8.) In den Parlamenten, egal ob Bund, Land oder Stadt, gibt es Politiker, die für gewöhnlich Mitglied einer Partei sind. Bei Abstimmungen wird häufig nach Fraktionsdisziplin abgestimmt. In Artikel 38 GG steht aber, daß Abgeordnete "Vertreter des ganzen Volkes, an Aufträge und Weisungen nicht gebunden und nur ihrem Gewissen unterworfen" sind. Sollten Politiker bei Abstimmungen mehr auf ihr Gewissen hören und weniger auf die Fraktionsdisziplin?

Ich werde mich im Landtag nach meinem Gewissen entscheiden. Wir GRÜNEN haben das auf Bundesebene auch immer so gehandhabt, dass jemand, der nicht mit der Fraktionsmeinung stimmen kann, das zwar vorher ankündigt, aber dann seinem Gewissen folgen kann. Da wird auch niemand unter Druck gesetzt.  


So ist das, meiner Meinung nach, auch völlig in Ordnung. Entweder kann die Fraktion dann nochmal versuchen, Überzeugungsarbeit leisten und die Fraktionsempfehlung nochmalig diskutieren, oder aber die Entscheidung hinzunehmen und zu akzeptieren.
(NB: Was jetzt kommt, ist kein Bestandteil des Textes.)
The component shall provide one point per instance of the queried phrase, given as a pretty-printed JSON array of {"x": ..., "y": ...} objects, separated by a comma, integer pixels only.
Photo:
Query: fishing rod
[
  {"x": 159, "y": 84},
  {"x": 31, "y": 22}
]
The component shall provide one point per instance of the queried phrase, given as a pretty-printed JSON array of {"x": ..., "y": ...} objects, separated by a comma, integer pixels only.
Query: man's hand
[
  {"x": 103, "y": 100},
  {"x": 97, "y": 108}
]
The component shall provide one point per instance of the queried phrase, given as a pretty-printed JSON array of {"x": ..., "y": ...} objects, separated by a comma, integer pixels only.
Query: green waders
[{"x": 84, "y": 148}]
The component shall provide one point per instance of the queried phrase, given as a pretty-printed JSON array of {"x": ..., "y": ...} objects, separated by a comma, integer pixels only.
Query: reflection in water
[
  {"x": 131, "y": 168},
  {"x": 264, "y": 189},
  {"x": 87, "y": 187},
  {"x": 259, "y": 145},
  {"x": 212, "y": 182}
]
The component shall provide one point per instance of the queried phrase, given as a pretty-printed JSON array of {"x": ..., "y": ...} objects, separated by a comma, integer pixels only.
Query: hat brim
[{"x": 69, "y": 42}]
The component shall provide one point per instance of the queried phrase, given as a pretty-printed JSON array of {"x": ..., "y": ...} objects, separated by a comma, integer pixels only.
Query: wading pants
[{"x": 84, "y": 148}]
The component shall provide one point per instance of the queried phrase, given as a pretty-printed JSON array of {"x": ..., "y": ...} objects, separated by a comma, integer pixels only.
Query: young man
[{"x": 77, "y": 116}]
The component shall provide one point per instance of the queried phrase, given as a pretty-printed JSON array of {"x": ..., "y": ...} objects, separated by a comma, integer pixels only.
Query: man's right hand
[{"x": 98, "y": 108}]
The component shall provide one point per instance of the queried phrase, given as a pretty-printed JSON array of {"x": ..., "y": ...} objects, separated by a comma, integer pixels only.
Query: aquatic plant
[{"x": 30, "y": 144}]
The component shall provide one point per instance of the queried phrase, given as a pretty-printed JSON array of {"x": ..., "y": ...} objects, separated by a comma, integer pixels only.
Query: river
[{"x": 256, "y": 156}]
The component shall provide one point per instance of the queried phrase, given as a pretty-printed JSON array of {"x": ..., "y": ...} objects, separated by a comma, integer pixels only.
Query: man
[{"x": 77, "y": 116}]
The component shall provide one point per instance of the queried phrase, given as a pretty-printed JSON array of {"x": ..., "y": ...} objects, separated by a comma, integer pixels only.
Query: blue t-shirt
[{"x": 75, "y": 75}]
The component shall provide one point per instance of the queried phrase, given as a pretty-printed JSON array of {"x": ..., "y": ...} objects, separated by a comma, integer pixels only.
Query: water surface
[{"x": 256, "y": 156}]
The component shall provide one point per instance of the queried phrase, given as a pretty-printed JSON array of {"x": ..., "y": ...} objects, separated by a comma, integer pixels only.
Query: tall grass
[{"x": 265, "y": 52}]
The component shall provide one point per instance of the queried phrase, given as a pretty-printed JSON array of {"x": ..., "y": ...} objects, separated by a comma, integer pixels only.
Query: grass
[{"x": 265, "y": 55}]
Wenn aber Abweichler der Fraktionsmeinung in der Fraktion isoliert werden, dann hat das nichts mehr mit der freien Gewissensentscheidung zu tun, die im Grundgesetz postuliert wird.
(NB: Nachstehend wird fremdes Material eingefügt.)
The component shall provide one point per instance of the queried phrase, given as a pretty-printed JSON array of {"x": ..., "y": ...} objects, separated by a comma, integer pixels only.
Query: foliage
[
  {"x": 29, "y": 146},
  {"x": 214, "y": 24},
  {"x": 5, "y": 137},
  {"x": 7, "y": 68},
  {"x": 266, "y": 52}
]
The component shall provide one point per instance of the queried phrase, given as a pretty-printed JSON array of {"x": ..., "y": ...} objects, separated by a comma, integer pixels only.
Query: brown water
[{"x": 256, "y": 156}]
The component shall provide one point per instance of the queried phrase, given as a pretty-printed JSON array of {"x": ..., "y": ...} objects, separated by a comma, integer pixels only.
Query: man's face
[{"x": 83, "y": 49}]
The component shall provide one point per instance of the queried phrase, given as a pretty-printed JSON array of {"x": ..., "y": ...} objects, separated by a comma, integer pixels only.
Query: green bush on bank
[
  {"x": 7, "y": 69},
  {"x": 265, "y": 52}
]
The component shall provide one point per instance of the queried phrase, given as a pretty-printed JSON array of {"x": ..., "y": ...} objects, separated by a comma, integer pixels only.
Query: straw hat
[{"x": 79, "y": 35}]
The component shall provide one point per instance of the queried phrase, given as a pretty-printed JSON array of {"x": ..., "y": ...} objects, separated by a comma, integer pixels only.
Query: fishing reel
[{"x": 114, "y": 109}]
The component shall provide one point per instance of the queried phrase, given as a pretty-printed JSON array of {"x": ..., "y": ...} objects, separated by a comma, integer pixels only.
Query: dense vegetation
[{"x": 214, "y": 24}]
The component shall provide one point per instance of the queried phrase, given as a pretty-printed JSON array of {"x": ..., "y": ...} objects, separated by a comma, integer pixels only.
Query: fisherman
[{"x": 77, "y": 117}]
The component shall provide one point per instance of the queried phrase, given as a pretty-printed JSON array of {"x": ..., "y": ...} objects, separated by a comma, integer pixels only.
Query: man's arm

9.) Zum Schluß: was ist ihr ganz persönliches Herzensthema in der Politik?

Als Geschäftsführerin eines Vereins, der in der Selbsthilfe unterwegs ist, bin ich vor allem sozialpolitisch engagiert. Mein Herzensthema ist da ganz klar: Ich möchte, dass niemand abgehängt wird. Anders als die Linke möchte ich die Menschen dabei nicht entmündigen oder betüdeln. Die Wahrung der Würde und der Selbstbestimmung ist mir ganz wichtig.

Vielen Dank an Frau Gajek für ihre Antworten! Auch hier spreche ich gerne die Einladung zum nächsten netzpolitischen Bier Rostock am 13. September aus, bei dem auch solche Themen wie Open Data und Open Government besprochen werden.